Early Labor Protests

It became clear to workers very early that their interests were different from those of the owners. It is significant that some of the first strikes in US history took place in Lowell in 1834 and 1836. Women led these strikes.

The strikers had three main grievances: pay cuts, speed-ups (the speed of the machine is increased), and stretch-outs (where workers are required to watch more machines). They also objected to the premium system, in which overseers received a bonus if their workers surpassed production goals and to increases in the cost of their housing and food in mill boardinghouses.

Workers and Their Organizations

Most early strikes and protests failed or achieved minor gains. Owners were very rich and powerful and could fire troublemakers. In addition there were periodic depressions in the US economy, each one lasting for several years: 1837, 1857, 1873, 1893. These depressions were caused partly by overproduction: plentiful goods led to low prices, layoffs, and factory shutdowns. Poor monetary practices, rampant speculation and bad investments, large debts, and foreign trade problems also contributed to the economic downturns. Wage earners suffered. No union could succeed when a large number of workers were willing to work for any wage.

In Lowell, as in many other industrial cities during this time, most workers were immigrants. For many, returning home was not an option. They often entered low-skilled jobs and worked for low wages.

Skilled workers organized themselves into craft unions which at first gave them more control over wages and working conditions. Owners and managers gradually "de-skilled" the work by dividing one complex job into several smaller jobs that any worker could be trained to do. Workers with little or no job security were not as likely to join unions.

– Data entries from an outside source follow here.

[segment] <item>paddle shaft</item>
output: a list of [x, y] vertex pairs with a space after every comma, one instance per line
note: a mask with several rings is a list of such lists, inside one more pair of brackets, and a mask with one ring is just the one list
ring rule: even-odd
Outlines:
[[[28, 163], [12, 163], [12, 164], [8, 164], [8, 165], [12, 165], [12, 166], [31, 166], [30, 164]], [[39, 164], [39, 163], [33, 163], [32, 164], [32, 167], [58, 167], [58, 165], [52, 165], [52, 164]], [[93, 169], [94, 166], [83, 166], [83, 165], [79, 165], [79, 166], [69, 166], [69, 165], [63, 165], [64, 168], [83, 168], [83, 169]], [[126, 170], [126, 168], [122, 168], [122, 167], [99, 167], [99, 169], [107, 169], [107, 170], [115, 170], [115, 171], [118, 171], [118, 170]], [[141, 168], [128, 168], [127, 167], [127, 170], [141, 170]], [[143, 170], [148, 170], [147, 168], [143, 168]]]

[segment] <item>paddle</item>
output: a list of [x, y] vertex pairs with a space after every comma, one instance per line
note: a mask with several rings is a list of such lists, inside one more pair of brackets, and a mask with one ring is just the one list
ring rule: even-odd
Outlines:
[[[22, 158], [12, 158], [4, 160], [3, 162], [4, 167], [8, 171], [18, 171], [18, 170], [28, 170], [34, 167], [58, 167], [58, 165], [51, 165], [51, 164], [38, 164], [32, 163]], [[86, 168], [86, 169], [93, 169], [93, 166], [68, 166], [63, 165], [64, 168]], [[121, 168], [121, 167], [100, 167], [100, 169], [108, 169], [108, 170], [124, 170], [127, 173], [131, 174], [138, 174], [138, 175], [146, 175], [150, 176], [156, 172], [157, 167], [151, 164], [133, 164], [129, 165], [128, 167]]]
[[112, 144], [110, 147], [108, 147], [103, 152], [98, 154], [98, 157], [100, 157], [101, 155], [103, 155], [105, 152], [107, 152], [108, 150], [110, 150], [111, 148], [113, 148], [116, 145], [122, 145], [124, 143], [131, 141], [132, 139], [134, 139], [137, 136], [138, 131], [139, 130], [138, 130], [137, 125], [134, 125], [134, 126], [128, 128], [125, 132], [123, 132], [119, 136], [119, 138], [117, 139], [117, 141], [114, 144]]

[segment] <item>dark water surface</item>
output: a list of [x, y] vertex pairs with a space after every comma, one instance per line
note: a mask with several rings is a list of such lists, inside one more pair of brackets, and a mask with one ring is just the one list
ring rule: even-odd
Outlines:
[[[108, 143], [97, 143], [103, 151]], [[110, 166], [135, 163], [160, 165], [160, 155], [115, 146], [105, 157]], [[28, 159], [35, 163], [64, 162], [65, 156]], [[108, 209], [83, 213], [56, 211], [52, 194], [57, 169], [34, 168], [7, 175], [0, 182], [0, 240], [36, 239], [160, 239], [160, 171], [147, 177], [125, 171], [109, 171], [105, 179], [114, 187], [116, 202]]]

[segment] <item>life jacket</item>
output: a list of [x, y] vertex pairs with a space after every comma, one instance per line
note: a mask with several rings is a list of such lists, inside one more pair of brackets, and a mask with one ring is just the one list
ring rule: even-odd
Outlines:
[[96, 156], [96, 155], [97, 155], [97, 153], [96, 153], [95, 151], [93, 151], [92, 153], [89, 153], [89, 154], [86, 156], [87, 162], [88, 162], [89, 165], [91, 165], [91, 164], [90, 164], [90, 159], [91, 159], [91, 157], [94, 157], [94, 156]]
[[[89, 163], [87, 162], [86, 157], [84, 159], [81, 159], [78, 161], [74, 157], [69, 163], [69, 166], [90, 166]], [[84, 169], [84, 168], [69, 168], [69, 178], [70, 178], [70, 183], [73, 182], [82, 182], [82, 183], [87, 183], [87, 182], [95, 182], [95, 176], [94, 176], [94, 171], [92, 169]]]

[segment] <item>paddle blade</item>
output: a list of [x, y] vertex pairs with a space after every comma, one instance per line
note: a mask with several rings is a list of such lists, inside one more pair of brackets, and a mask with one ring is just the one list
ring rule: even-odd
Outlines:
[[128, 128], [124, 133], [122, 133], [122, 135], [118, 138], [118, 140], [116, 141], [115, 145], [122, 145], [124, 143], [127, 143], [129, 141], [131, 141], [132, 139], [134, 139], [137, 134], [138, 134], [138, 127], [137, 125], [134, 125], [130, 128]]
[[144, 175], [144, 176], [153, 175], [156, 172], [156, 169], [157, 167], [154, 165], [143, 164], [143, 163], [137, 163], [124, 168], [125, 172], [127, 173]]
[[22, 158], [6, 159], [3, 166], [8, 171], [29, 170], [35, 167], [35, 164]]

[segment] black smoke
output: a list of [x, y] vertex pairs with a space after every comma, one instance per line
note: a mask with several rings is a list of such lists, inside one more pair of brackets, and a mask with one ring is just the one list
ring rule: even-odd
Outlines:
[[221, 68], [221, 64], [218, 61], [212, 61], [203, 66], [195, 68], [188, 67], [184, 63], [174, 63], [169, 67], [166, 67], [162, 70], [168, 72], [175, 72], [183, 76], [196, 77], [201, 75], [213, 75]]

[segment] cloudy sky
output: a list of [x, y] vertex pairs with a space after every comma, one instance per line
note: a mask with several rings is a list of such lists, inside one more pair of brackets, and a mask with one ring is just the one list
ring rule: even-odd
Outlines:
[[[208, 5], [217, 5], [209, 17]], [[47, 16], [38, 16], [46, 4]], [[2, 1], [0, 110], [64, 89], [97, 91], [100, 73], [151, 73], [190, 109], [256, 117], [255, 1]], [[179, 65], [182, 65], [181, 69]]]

Despite the challenges, workers organized themselves locally and nationally. The Knights of Labor (1869) and the American Federation of Labor (1886) were the most significant labor organizations of the nineteenth century.

Bread and Roses

The Bread and Roses strike in nearby Lawrence (1912) is perhaps the most famous labor dispute in US history. A new state law that shortened the workweek led to a wage reduction by mill owners. The International Workers of the World (IWW) sent leaders to Lawrence to provide organization.Workers conducted a lengthy strike that was marred by violence. Soldiers were summoned by mill officials, and several strikers were shot dead.

An outraged American public demanded justice for the strikers and children of Lawrence.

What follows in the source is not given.